O termo que descreve a espécie tem de ser um adjectivo que diferencïi a espécie de de outros membros do seu mesmo género. O nome do género deriva normalmente do latino. Também se utilizam palavras provenientes do grego clássico, de línguas usadas aos lugares onde se encontra o organismo a denominar ou bem se usa o nome daquele que descreveu a espécie. De fato, os taxonomistes empregam nomes de muitas outras fontes, inclusive extraídas de bromes e idos. Mesmo assim, as palavras sempre se'ls aplicam as mesmas regras gramaticals como se se fossem palavras latinas. Por esta razão a nomenclatura binomial conhece-se popularmente como o "nome em latino", ainda que esta terminologia é recusada pelos biòlegs. Em mudança, o termo "nome científico" considera-se aceitável. Podeis consultar uma Lista de palavras latinas e gregas com freqüência usadas em taxonomia.
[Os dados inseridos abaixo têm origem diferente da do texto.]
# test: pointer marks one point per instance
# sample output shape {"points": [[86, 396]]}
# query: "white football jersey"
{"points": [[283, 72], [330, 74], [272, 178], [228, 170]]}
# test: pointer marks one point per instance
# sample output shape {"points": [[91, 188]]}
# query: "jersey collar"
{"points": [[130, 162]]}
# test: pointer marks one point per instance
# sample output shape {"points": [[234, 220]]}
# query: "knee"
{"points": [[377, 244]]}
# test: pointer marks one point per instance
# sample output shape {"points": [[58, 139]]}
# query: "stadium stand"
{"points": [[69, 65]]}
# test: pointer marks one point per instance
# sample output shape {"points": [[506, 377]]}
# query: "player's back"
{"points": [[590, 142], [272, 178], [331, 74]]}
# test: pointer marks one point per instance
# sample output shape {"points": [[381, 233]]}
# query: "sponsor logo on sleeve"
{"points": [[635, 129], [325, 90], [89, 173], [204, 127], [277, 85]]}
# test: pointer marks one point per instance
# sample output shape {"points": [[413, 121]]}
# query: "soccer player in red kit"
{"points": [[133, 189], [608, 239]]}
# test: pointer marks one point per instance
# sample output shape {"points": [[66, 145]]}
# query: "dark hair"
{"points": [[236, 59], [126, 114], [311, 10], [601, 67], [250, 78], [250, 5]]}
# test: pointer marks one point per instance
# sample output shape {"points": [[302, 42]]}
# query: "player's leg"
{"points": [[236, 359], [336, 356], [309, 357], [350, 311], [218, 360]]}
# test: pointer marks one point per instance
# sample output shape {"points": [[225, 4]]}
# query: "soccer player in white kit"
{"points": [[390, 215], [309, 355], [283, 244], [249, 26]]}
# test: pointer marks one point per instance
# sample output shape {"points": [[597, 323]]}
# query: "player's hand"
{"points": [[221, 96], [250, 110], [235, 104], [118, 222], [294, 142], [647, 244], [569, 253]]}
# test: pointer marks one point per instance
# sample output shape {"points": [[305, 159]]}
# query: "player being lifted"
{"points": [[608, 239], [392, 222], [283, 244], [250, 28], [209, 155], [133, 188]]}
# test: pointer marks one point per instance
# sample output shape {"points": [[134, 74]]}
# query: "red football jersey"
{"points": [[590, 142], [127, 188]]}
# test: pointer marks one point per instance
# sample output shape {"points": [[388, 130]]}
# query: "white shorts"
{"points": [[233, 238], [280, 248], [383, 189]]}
Uso e vantagens da nomenclatura binomial

As vantagens da nomenclatura binomial provem principalmente da sua singeleza e uso generalizado:

Todas as acções relacionadas com o estabelecimento da nomenclatura binomial tendem a favorecer a estabilidade dela mesma. Supondo que uma espécie seja tranferida de um género a outro (coisa que ocorre com freqüência graças à aquisição de novos conhecimentos por parte dos cientistas), o segundo termo ou epítet da espécie se conserva sempre que seja possível. Do mesmo modo, se o que até então se achava que eram duas espécies diferentes passa a se considerar como uma de sozinha, os antigos nomes de espécie acontecem termos de subespècie.

Mesmo assim, esta estabilidade não é nem muito menos absoluta. Um organismo pode ter mais de um nome científico em uso, dependendo da opinião dos cientistas, a conservação taxonòmica respeite os códigos de nomenclatura ou os avanços em filogènia molecular. Outra fonte de instabilidade é a norma que estabelece que a nomenclatura tem de respeitar a ordem em que uma espécie foi descoberta e denominada.

As normas de nomenclatura regem como se denominam as plantas (incluídos os fongs e os cianobacteris), os cultivars, animais, bactérias e vírus. Estas normas difereixen entre elas. Por exemplo, o código de nomenclatura de plantas ICBN não permite a tautonomia, enquanto que o ICZN (para animais) sim. provou-se de impulsionar um código geral denominado BioCode que substituiria todos os demés, os unificando, mas também se está a discutir a possibilidade de um PhyloCode ou código filogenètic que denominaria todas as espécies e grupos filogenèticament.